Emergency room visits

Pink Zone

Beyond these measures, the staff at the Children’s Emergency Department has taken measures to help ease any fears children may have when coming in contact with staff in full PPE.

According to Dr. Laurie Plotnick, Medical Director of the Emergency Department, “As a pediatric Emergency Department, our staff are already prepared to come up with creative ways to reduce any anxiety children and families may face. During COVID, there are additional strategies that are helpful. If possible, parents should prepare their children by telling them ahead of time they will be asked to wear masks and that healthcare workers will be wearing masks, face shields, gowns and gloves to keep them safe.”

“Before entering a room to examine the child, we talk to families by phone through the glass doors so the caregivers and children can see what we look like before we put on our protective equipment to examine them. This allows us the opportunity to optimize the time that we spend interacting with families and so they can see our faces. Caregivers have been accepting and seem reassured by these protective measures and equipment. When we are in the room, we rely on strategies such as verbally reassuring the children and enlisting the help of parents and their own toys and videos to distract children to reduce their nervousness and fear.”

Remember fear should never be a barrier to seeking medical attention for children’s illnesses and injuries. In fact, delaying seeking medical attention can sometimes have very serious consequences. The Emergency Department (ED) has adapted its physical space and working methods to meet the safety needs of our patients, families and staff members during the COVID-19 pandemic. Please know that while you’re within our walls, your family will be kept as safe as possible, and your child will be treated as quickly and efficiently as possible, whether he or she displays symptoms of COVID-19 or not.

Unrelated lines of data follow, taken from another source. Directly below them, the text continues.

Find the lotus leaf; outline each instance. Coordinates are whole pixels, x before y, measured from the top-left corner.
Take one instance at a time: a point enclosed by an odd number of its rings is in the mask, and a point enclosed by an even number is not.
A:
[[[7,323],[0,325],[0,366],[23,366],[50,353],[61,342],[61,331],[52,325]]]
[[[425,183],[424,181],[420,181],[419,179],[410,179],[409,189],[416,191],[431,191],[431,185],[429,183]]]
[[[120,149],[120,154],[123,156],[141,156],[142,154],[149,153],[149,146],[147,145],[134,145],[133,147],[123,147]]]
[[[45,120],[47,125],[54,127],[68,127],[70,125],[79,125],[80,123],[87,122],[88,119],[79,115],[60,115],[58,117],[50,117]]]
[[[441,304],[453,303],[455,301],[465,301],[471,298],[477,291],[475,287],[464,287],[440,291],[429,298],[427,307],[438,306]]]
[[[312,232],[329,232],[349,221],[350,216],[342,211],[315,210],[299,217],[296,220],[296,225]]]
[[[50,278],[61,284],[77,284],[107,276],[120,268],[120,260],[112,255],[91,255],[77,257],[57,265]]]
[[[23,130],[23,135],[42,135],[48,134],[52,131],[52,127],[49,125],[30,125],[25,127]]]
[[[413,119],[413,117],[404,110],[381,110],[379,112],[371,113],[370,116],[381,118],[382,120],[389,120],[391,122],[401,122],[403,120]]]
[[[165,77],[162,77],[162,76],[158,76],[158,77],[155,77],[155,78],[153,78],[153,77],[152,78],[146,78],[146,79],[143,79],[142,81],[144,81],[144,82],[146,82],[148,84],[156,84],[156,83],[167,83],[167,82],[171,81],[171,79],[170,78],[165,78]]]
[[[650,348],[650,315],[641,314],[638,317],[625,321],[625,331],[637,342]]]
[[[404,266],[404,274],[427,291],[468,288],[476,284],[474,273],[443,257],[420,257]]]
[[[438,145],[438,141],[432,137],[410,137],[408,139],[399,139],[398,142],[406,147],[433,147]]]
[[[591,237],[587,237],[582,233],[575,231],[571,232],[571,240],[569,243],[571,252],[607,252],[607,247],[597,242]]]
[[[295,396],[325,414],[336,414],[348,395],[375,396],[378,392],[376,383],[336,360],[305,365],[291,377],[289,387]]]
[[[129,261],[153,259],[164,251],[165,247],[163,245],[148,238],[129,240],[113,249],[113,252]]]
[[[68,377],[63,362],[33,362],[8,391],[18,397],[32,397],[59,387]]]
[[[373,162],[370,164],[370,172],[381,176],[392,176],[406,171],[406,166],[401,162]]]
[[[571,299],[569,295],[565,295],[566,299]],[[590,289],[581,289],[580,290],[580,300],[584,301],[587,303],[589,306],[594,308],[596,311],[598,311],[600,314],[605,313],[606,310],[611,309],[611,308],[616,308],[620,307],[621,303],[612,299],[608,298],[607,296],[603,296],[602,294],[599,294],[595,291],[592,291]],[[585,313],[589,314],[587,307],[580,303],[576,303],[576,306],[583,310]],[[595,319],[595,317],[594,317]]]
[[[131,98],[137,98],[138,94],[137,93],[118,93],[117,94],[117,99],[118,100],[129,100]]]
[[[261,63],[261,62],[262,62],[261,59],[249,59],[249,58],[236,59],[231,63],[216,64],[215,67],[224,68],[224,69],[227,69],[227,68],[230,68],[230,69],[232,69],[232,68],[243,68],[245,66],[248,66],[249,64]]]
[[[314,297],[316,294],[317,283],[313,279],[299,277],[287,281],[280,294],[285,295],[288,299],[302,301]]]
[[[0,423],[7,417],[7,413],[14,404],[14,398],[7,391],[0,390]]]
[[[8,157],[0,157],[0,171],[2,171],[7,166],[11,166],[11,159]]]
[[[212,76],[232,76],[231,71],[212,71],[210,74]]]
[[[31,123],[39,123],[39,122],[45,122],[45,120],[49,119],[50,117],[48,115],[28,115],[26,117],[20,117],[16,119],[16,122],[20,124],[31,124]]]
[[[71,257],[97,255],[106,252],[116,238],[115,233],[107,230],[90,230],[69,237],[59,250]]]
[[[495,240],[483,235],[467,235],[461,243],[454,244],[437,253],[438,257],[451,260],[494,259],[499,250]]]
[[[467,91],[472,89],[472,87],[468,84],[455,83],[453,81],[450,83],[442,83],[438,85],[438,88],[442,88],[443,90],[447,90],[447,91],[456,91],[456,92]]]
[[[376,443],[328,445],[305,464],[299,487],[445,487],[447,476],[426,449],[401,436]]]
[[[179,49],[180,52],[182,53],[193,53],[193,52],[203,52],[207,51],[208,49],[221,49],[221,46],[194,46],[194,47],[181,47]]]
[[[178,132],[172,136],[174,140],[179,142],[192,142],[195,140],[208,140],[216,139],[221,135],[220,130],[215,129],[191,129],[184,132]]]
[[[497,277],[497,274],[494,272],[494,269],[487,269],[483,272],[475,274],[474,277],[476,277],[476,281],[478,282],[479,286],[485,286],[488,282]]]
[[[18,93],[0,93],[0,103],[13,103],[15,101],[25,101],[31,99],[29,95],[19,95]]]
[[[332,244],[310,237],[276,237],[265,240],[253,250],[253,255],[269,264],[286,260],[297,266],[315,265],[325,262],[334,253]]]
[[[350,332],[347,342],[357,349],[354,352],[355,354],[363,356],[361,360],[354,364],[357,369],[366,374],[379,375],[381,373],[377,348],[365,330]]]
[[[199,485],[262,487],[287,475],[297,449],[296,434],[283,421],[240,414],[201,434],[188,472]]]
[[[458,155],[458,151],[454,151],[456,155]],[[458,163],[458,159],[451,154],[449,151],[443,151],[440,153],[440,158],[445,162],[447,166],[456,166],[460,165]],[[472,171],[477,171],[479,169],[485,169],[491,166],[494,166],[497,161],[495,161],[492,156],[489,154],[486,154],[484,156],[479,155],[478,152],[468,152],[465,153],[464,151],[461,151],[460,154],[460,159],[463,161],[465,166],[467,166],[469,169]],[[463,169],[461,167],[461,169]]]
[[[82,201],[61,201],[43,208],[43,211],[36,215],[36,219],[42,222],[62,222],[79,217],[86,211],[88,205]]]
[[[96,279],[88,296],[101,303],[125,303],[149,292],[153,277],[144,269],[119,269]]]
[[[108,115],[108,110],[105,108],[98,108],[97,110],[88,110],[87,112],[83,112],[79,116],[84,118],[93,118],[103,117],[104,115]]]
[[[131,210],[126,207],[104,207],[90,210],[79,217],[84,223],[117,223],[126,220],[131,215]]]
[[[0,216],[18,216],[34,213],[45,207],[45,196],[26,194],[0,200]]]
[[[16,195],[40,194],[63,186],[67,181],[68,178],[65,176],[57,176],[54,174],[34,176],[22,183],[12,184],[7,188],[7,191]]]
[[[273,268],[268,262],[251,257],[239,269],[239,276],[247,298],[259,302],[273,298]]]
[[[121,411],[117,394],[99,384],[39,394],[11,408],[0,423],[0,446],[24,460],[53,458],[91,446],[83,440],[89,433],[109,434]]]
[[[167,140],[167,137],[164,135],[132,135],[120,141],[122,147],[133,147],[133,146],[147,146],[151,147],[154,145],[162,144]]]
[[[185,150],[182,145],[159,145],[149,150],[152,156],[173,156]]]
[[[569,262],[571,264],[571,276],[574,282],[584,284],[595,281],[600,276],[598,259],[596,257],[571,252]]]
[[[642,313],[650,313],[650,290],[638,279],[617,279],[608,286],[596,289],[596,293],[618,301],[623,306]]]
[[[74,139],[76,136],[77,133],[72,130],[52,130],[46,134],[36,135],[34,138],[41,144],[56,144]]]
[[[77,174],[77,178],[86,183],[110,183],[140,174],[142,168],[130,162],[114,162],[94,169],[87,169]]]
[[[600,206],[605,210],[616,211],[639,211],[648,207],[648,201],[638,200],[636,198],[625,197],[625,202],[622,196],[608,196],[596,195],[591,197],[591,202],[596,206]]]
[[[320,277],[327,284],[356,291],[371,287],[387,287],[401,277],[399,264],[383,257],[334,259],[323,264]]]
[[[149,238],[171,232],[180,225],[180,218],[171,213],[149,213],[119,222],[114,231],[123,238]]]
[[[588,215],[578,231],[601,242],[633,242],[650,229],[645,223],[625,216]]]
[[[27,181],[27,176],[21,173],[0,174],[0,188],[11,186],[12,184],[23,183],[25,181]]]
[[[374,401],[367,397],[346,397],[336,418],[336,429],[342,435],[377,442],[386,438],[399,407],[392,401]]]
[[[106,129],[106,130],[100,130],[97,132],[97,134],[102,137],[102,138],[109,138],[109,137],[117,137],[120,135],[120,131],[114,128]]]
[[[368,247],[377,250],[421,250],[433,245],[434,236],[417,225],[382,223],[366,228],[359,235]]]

Emergency room visitsOur specialists would like to remind parents and caregivers that emergency visits are particularly important in the following situations:

– Your child is having trouble breathing (for example, he is breathing faster than normal; he is pale; his lips turn white or blue; he is coughing non-stop, choking or breathing irregularly).
– Your child is hurt and may have a broken bone or need stitches.
– Your child hurt himself and is now vomiting.
– Your infant (under three months old) has a fever over 38°C or 100.4°F.
– Your child has fever and is very sleepy or difficult to wake.
– Your child has a rash that doesn’t turn white if you press on it.
– Your child is vomiting or has diarrhea, and has signs of dehydration (such as a dry mouth or no urine in more than 8 hours)

If you’re unsure about whether to visit the Emergency Department or a clinic, call 8-1-1 or your pediatrician or family doctor’s office beforehand.